The OcéanIA project has the goal of developing new AI and mathematical modelling tools to contribute to the understanding of the structure, functioning, and underlying mechanisms and dynamics of the global ocean symbiome. These actions are essential to gain a better understanding of the oceans and their role in regulating and sustaining the biosphere. This is also an opportunity to dive into the connections of AI and biodiversity, which can be a major achievement for the sustainability of human societies on the blue part of the planet.
Neuro-Symnbolic AI
Luis C. Lamb
Short bio invited speaker:
Luis C. Lamb is a Full Professor and Secretary of Innovation, Science and Technology of the State of Rio Grande do Sul, Brazil. He was formerly Vice President for Research (2016-2018) and Dean of the Institute of Informatics (2011-2016) at the Federal University of Rio Grande do Sul (UFRGS), Brazil. He holds both the Ph.D. in Computer Science from Imperial College London (2000) and the Diploma of the Imperial College, MSc by research (1995) and BSc in Computer Science (1992) from UFRGS, Brazil. His research interests include neural-symbolic computing, the integration of learning and reasoning, and ethics in AI.

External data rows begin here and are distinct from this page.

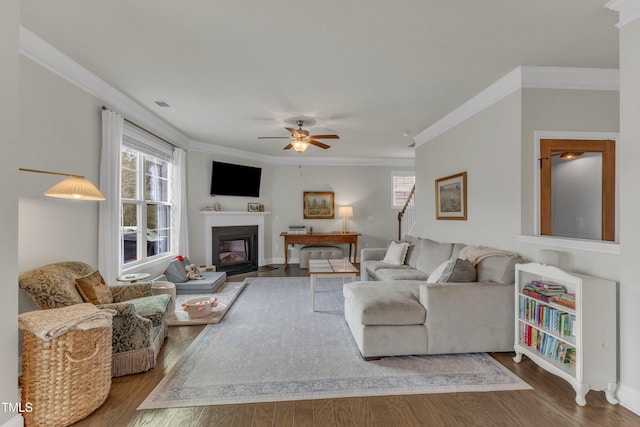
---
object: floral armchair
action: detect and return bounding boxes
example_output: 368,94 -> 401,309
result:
18,261 -> 171,377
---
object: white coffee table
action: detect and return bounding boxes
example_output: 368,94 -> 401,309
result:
309,258 -> 360,311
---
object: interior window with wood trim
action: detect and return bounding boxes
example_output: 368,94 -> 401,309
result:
540,139 -> 616,241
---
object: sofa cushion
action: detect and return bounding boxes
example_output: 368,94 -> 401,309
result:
416,239 -> 453,274
343,281 -> 426,325
404,235 -> 422,268
427,261 -> 450,283
438,258 -> 477,283
375,267 -> 429,280
18,262 -> 87,309
76,270 -> 113,305
476,256 -> 522,285
127,294 -> 171,326
360,261 -> 413,280
382,242 -> 409,265
449,243 -> 467,261
164,257 -> 191,283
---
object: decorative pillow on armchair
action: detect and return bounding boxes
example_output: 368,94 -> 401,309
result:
76,270 -> 113,305
382,241 -> 409,265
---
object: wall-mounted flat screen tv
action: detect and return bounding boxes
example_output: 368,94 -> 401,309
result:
211,160 -> 262,197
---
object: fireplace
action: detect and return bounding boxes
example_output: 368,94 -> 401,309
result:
200,209 -> 270,269
211,225 -> 258,275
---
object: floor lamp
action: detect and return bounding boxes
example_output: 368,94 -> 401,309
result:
338,206 -> 353,233
19,168 -> 105,200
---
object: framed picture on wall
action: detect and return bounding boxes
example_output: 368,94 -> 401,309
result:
303,191 -> 335,219
436,172 -> 467,220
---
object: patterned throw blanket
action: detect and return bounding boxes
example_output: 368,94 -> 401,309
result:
18,303 -> 116,341
458,245 -> 518,265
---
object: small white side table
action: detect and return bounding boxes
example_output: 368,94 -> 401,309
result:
116,273 -> 151,283
309,258 -> 360,311
151,281 -> 176,318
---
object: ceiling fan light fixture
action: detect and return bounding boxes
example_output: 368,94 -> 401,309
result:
291,139 -> 309,153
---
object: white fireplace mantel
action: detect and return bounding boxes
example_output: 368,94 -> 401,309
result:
200,210 -> 271,266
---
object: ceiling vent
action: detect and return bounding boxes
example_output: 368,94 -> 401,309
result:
153,101 -> 178,113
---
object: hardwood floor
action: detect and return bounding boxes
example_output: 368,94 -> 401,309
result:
74,265 -> 640,427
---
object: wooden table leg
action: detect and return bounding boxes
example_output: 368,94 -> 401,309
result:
349,241 -> 358,264
284,239 -> 289,268
311,274 -> 316,311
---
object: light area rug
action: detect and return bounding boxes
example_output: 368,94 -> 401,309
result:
167,282 -> 246,326
138,278 -> 531,409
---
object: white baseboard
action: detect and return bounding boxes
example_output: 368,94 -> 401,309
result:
2,414 -> 24,427
616,383 -> 640,415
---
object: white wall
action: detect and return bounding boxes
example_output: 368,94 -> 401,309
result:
416,81 -> 640,412
17,57 -> 102,272
618,15 -> 640,414
521,89 -> 620,234
187,151 -> 272,265
519,89 -> 620,281
415,91 -> 522,250
271,166 -> 407,263
0,0 -> 22,426
187,151 -> 406,264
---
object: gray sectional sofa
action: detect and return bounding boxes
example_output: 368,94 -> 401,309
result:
343,236 -> 522,359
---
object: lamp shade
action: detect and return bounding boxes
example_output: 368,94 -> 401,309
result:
44,176 -> 105,200
338,206 -> 353,218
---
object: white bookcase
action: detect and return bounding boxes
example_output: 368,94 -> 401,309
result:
514,263 -> 618,406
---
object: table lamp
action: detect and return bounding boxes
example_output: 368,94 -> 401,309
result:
338,206 -> 353,233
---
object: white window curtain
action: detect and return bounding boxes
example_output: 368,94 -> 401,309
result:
98,108 -> 124,285
171,147 -> 189,257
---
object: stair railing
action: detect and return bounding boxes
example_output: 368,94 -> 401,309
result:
398,184 -> 416,240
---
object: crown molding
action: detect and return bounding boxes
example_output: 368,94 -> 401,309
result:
20,26 -> 190,148
414,66 -> 620,148
190,141 -> 415,167
604,0 -> 640,28
20,25 -> 415,167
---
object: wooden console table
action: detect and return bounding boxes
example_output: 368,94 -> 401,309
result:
280,231 -> 360,268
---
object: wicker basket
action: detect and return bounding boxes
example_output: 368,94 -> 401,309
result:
22,327 -> 112,427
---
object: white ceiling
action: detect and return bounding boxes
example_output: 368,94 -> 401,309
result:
21,0 -> 618,159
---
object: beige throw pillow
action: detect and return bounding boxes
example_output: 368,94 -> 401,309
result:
438,258 -> 476,283
382,242 -> 409,265
76,270 -> 113,305
427,261 -> 449,283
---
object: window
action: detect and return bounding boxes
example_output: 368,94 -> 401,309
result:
391,171 -> 416,209
120,122 -> 172,268
539,139 -> 616,241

He co-authored two research monographs: Neural-Symbolic Cognitive Reasoning, with Garcez and Gabbay (Springer, 2009) and Compiled Labelled Deductive Systems, with Broda, Gabbay, and Russo (IoP, 2004). His research has led to publications at flagship journals, AI and neural computation conferences. He was co-organizer of two Dagstuhl Seminars on Neuro-symbolic AI: the Dagstuhl Seminar 14381: Neural-Symbolic Learning and Reasoning (2014) and Dagstuhl Seminar 17192: Human-Like Neural-Symbolic Computing (2017) and several workshops on neural-symbolic learning and reasoning at AAAI and IJCAI.